Just got back from New York City. The rest of the world seems so… dull. The city is always beautiful, even piled in melting snow and drowning in dirty, brown slush. I used to wonder why so many movies were filmed in NYC. After my first visit there a few years ago I started trying to figure out how I could shoot a movie there! Now I go back every chance I get. Like for the SCBWI Winter Conference.
When I’m in New York I always take dozens of pictures. Buildings, statuary, parks… but most of them don’t amount to anything. They’re just… flat. Like this picture of the New York Public Library in snow. It was so beautiful standing there looking at it but the picture just doesn’t do anything for me.
And then there was this one of Grand Central Station. It’s a little more interesting but honestly it isn’t something I’d frame, or even set as the background on my computer.
Of course the reason is obvious and goes back to what my wife April’s been telling me since the first few pictures she watched me take over 20 years ago: “John, you need to have some people in that picture.” I scoffed until I looked at the pictures later and the only ones I cared about had people in them.
Now here’s a picture from the conference that I do like:
Me and three lovely ladies and fellow writers from Australia. If I photoshopped myself out of the picture this is a photograph people would actually like to see. They are, from left to right, Serena Geddes
, Tina Burke
, and Katherine Battersby
fabulous and talented writer/illustrators.
And here’s my favorite from the conference:
Terri doing what she likes to do best of all, plugging in her PC because the battery is dead. No, seriously, writing. We don’t see each other very often because we live in separate states so it was wonderful to be together and exercise the synergy of creativity. No grand buildings. Her hotel room could be anywhere in the world. I’m not even in the picture. What I love about it is the joy on her face – and the classy Hokey Pokey T-shirt.
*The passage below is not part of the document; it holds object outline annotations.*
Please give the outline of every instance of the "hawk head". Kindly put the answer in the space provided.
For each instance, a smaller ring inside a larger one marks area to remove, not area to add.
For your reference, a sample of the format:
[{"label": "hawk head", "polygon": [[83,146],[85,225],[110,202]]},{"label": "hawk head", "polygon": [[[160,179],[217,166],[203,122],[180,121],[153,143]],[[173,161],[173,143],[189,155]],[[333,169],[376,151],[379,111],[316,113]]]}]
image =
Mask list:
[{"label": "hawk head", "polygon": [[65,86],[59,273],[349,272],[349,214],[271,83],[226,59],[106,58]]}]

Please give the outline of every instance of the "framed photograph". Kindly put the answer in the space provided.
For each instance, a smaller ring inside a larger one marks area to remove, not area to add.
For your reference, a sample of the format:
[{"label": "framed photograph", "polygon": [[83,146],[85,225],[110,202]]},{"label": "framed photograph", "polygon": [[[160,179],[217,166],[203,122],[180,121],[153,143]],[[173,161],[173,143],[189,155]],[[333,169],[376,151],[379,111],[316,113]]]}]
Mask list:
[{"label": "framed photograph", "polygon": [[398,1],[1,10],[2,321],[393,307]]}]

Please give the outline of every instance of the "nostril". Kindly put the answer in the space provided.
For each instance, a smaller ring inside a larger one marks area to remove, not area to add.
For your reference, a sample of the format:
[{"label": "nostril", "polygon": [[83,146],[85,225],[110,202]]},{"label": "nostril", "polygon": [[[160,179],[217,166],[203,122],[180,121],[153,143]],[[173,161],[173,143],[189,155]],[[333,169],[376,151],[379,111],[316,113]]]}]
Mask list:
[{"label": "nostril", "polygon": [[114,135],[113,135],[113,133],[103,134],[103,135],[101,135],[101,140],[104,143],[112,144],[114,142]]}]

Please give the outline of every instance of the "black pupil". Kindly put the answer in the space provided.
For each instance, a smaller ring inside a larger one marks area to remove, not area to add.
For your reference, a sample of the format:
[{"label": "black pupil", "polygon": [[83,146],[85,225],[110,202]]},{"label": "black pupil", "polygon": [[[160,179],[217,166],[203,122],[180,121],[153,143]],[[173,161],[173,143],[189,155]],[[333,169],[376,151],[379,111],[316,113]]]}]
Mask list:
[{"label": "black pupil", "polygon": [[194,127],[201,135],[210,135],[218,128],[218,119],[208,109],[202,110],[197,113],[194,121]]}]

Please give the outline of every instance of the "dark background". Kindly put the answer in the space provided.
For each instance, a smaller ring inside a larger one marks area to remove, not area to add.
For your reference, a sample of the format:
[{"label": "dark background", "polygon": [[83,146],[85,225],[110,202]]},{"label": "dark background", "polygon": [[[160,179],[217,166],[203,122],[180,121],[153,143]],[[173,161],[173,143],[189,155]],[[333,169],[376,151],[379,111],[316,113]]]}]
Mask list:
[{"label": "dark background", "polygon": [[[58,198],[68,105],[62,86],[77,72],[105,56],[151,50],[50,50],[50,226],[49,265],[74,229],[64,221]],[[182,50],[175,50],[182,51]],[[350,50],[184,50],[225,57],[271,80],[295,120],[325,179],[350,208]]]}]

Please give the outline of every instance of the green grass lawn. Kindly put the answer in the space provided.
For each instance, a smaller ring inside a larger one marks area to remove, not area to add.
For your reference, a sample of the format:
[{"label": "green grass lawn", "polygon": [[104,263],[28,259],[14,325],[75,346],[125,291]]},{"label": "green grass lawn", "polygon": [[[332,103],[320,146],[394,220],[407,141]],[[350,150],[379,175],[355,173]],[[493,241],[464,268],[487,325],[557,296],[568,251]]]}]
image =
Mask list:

When you go to write, it isn’t about the place. It isn’t the plot. It is the characters. The things the reader can relate to. Characters make story come alive. And this was true of the conference as well. The people. They are what made the conference. Not the cool city. Not the lovely snow. Not the sometimes scary flight. From the hilarious Marvin Turban(sorry Marvin, just engaging in some homonym humor) to the deep thinking Linda Sue Park, to the indefatigable Lois Lowry, the professional and direct Ginger Clark, my new friends from Australia, my fellow SCBWI Southern Breezers, my writing partner, and all the other wonderful people I met, and the hundreds I didn’t, they are the essential components of my life as a writer. Like Ms. Park said, it isn’t about believing in myself. It is about believing in the work. To which I would add, believing in the people in this wonderful, rewarding, sometimes frustrating industry.
Thank you SCBWI, for showing me the way and lending me a helping hand. Character really is everything.